Last week the Supreme Court of Indiana decided the companion cases of B.A. v. State and D.Z. v. State. For the first time, the Court addressed when students are entitled to Miranda warnings in school settings. The two opinions are well-written and provide a clear and helpful framework for deciding this issue of first impression with respect to juveniles. But the opinions are also helpful for adult criminal defendants as well.

How so? The Court once again clarifies that while the admission of evidence of one’s statements is subject to an abuse-of-discretion standard of review on appeal, purely legal issues (such as the one addressed in B.A. and D.Z.) are subject to de novo review.
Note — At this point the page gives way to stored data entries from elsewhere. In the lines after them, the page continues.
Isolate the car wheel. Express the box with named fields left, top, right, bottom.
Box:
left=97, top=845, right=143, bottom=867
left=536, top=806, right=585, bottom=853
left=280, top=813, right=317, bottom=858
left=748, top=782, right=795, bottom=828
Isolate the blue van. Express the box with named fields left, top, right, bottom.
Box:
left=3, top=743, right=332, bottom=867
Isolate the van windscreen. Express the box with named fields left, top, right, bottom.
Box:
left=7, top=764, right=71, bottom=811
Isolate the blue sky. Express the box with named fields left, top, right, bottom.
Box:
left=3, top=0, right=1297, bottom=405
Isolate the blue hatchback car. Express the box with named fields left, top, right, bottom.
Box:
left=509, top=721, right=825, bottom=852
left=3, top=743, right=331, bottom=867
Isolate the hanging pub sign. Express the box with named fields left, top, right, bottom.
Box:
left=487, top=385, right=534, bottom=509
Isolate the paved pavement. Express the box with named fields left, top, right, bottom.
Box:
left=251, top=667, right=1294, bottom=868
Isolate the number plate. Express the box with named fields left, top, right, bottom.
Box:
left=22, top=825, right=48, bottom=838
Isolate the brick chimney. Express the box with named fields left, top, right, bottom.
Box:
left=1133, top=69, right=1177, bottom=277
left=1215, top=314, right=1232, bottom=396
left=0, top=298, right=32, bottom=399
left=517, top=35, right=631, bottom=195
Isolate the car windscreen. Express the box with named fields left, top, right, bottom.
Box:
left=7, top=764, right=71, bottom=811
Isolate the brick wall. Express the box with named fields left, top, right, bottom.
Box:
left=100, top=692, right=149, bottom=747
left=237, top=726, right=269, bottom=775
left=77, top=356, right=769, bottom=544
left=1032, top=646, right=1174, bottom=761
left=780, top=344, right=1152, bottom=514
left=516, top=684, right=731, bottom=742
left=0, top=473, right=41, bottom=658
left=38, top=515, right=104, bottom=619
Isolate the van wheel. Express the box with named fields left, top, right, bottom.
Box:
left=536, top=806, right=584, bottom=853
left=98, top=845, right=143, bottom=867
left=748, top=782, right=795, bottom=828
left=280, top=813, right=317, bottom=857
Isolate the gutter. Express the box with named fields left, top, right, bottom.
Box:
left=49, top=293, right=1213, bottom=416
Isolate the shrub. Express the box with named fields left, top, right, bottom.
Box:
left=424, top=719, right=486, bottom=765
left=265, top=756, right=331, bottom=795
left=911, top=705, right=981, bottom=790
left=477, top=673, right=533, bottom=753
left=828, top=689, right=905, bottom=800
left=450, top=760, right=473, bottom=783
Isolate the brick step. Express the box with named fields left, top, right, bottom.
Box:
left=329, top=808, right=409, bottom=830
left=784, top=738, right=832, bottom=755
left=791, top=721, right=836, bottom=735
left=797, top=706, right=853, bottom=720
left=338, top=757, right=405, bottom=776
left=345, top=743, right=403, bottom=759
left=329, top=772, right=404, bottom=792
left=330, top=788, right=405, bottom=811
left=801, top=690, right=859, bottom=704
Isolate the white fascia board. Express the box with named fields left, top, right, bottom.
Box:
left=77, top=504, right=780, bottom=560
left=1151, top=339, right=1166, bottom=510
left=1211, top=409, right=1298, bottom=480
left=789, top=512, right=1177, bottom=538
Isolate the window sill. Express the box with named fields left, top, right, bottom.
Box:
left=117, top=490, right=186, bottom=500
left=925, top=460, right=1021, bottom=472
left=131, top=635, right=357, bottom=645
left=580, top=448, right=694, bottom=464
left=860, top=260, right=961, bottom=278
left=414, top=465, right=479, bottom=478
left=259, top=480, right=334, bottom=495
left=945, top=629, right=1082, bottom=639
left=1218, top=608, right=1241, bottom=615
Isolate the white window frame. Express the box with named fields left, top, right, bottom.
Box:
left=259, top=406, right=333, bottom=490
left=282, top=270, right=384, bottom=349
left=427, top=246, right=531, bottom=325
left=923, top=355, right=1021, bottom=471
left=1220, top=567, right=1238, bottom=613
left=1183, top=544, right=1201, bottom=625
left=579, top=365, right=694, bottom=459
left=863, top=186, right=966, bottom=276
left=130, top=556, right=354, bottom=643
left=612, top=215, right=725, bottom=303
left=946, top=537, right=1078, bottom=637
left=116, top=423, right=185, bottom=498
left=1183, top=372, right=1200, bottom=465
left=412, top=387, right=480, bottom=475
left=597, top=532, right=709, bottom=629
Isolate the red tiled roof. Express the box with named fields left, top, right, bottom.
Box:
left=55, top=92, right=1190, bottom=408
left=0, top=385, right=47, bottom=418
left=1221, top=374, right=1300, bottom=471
In the past, there has been some confusion among jurists and attorneys on this point. Many erroneously believed that the abuse-of-discretion standard applied to the trial court’s admission of the evidence in general, absent any consideration of whether the issue in dispute was one of fact or of law.

It is imperative that appellate practitioners use the appropriate standard of review. Where the facts relevant to the legal issue being decided are in dispute, on review the appellate court will show great deference to the lower court’s resolution of any dispute regarding what actually occurred (i.e., whether there was one officer in the room versus none, whether the officer’s presence was coercive in nature, etc.). Such factual findings will only constitute an abuse of discretion if there was no evidence or reasonable inferences to support the findings.

But the application of the relevant facts to the law, and the law itself, are subject to de novo review. Whether the trial court applied the incorrect legal standard (in B.A., for example, the lower court incorrectly applied an “educational purpose” exception to Miranda), or whether the lower court erroneously applied the relevant facts to the law, are to be given no deference on appeal. Instead, such matters (if deemed to be erroneous) would always constitute an abuse of discretion, since courts have no discretion in applying the law.